Service design y la verdad acerca del customer experience

Hoy en día, la diferenciación de la competencia a través de la experiencia del usuario no es suficiente.

 

A medida que los usuarios están experimentando las cadenas de productos vinculados entre sí a través del tiempo en el contexto de sus vidas como experiencias de servicio, los saltos entre los puntos de contacto (touchpoints) pueden llegar a ser cada vez más y más dolorosos para la experiencia de usuario.
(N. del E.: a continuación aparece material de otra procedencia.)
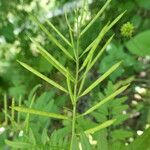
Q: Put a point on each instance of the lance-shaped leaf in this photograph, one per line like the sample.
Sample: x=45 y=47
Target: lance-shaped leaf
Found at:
x=100 y=127
x=101 y=78
x=90 y=64
x=52 y=38
x=20 y=145
x=40 y=113
x=52 y=60
x=95 y=45
x=58 y=32
x=95 y=18
x=43 y=77
x=105 y=100
x=70 y=88
x=100 y=53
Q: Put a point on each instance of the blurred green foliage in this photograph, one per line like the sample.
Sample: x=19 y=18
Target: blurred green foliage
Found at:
x=16 y=23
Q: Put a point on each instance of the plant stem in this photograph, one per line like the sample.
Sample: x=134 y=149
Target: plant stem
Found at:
x=75 y=87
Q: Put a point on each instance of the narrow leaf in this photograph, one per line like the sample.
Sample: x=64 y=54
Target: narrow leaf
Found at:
x=100 y=127
x=51 y=59
x=43 y=77
x=70 y=88
x=100 y=53
x=40 y=113
x=105 y=100
x=101 y=78
x=20 y=145
x=52 y=38
x=95 y=18
x=58 y=32
x=95 y=45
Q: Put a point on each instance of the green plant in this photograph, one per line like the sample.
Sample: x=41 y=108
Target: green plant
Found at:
x=75 y=80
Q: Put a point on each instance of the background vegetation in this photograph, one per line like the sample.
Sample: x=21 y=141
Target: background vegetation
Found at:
x=130 y=45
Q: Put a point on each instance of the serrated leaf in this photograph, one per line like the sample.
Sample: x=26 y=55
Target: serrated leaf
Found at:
x=19 y=145
x=101 y=78
x=43 y=77
x=40 y=113
x=99 y=127
x=105 y=100
x=52 y=38
x=95 y=18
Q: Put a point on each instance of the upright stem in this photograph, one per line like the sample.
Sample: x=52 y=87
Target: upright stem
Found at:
x=75 y=87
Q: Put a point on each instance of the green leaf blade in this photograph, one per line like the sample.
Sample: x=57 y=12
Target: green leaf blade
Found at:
x=100 y=127
x=40 y=113
x=105 y=100
x=58 y=32
x=95 y=18
x=20 y=145
x=52 y=38
x=43 y=76
x=101 y=78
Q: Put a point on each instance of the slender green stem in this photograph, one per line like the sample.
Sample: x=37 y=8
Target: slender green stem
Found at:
x=75 y=86
x=5 y=108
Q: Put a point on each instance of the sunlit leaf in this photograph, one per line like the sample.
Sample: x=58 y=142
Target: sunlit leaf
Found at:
x=20 y=145
x=105 y=100
x=51 y=59
x=101 y=78
x=52 y=38
x=100 y=127
x=59 y=33
x=40 y=113
x=43 y=77
x=95 y=18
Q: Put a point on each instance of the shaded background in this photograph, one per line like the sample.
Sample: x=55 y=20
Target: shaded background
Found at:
x=16 y=23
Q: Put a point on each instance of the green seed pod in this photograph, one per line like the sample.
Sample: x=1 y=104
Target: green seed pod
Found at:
x=127 y=30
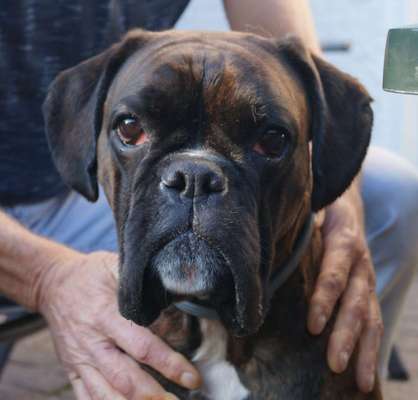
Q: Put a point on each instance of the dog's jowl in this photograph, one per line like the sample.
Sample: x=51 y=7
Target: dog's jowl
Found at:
x=215 y=150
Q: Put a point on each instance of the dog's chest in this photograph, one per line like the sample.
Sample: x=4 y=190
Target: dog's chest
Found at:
x=221 y=380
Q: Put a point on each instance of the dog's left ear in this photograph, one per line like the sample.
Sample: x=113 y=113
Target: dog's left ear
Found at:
x=73 y=113
x=341 y=122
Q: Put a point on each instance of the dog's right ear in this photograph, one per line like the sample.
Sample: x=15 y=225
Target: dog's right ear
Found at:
x=73 y=113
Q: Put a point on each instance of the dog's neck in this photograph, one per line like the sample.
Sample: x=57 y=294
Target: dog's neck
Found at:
x=223 y=358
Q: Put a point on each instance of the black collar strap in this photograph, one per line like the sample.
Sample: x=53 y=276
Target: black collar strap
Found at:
x=277 y=280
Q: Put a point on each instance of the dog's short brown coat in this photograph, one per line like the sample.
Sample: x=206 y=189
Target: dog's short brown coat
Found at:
x=217 y=90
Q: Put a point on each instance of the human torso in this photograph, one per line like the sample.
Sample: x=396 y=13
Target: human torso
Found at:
x=37 y=41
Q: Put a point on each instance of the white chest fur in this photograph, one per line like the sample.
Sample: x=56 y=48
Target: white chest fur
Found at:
x=221 y=381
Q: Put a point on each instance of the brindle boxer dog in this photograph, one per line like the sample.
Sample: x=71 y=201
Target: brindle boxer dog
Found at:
x=213 y=150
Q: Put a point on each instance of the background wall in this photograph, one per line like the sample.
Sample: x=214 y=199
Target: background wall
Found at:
x=363 y=24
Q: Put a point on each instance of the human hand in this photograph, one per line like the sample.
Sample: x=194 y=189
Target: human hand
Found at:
x=347 y=275
x=97 y=346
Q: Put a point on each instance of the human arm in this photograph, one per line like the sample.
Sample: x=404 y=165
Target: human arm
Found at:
x=76 y=294
x=347 y=273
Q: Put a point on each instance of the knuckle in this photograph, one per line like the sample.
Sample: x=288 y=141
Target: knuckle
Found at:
x=172 y=365
x=120 y=380
x=360 y=310
x=143 y=348
x=333 y=283
x=378 y=327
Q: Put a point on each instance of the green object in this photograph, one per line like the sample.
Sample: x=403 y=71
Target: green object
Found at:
x=400 y=72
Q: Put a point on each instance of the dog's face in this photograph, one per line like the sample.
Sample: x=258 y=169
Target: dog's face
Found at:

Los usuarios se pierden entre las distintas interfaces (oficinas físicas, web, app, call center, whats app, …), y hace falta una nueva filosofía y herramienta de diseño capaz de tener la visión global del viaje del cliente entre tantos canales y formatos de interacción.

 

Ya no se trata de mejorar los touchpoints uno por uno desligados de la visión global del viaje del cliente como venían haciendo los diseñadores en la era no digital. Se trata de mejorar cada uno de los touchpoints en relación con los demás y teniendo en mente el resultado global de todo el viaje .

Paradójicamente, los gaps de la experiencia global del cliente en todo su viaje entre las distintas interfaces aumentan cuanto más se esfuerzan aisladamente los departamentos de las empresas implicados en el producto o servicio proporcionado en profundizar en su mejora y perfección.

El diseño aislado causa diferencias abismales en las experiencias de usuario. Y esta heterogeneidad en las distintas experiencias en cada punto, incluso si hay puntos con una nota de 10, causan más dolor que una homogeneidad global de un 6.

Por eso necesitamos una nueva metodología y herramienta de diseño digital. Porque lo digital ha añadido interfaces, formatos y touchpoints, añadiendo complejidad al viaje del cliente.

 

Ahí es donde el diseño tradicional pre era digital, centrado en el diseño y en la mejora de cada punto específico, choca con el diseño actual correspondiente a la nueva era digital; una era digital que ha añadido complejidad tanto al viaje externo -multicanalidad e incremento de touchpoints- como al viaje interno -trabajos funcionales, emocionales y sociales- del cliente.

La visión del diseñador no digital centrado en la mejora del producto es insuficiente y, como acabamos de ver, también contraproducente, cuando no está trabajada en relación con los distintos puntos del viaje del cliente

El diseño tradicional nació bajo un modelo y estrategia de negocio orientada a producto. El Service design ha nacido en la era digital y bajo un modelo y estrategia de negocio orientados a cliente.

 

Por eso el primero ya no funciona. Lo expresa muy claramente esta sentencia de algún filósofo: “Los técnicos y científicos estaban tan preocupados por si podían hacerlo que no se preguntaron si debían hacerlo”.

Y no se trata de ser los mejores y hacerlo mejor per se, en valor absoluto. Se trata del valor relativo de nuestras acciones ligadas a que resulten idóneas y oportunas para aquellos con quienes estamos en relación, en este caso con nuestros clientes.

Un paradigma centrado en el producto, y el diseño tradicional, ya no funciona cuando una empresa está tratando de construir una relación continua con un cliente que tiene que ser ganado semana tras semana, mes tras mes.

 

Tenemos que entender que no competimos por tratar de vender al cliente lo que tenemos sino que competimos para satisfacer las necesidades del cliente.

Satisfacer sus necesidades va más allá del core físico de nuestra empresa.

De modo que muy probablemente tendremos que llevar a cabo partnerships con otras compañías para facilitar a nuestros clientes el uso de nuestros productos, actividades y servicios core. Como por ejemplpo el partnersip con compañías que ofrecen préstamos en el caso en que nosotros vendamos inmuebles.

Y muy probablemente además de los partnerships tendremos que llevar a cabo actividades que no pertenecen al core de nuestro negocio, como por ejemplo, aconsejar al cliente en un problema personal, o distraerle de sus problemas o aliviarle la tensión, como modo de devolverle la paz mental para que pueda continuar enganchado a escuchar y sentir cómo nuestra oferta es la que necesita por encima de las de la competencia.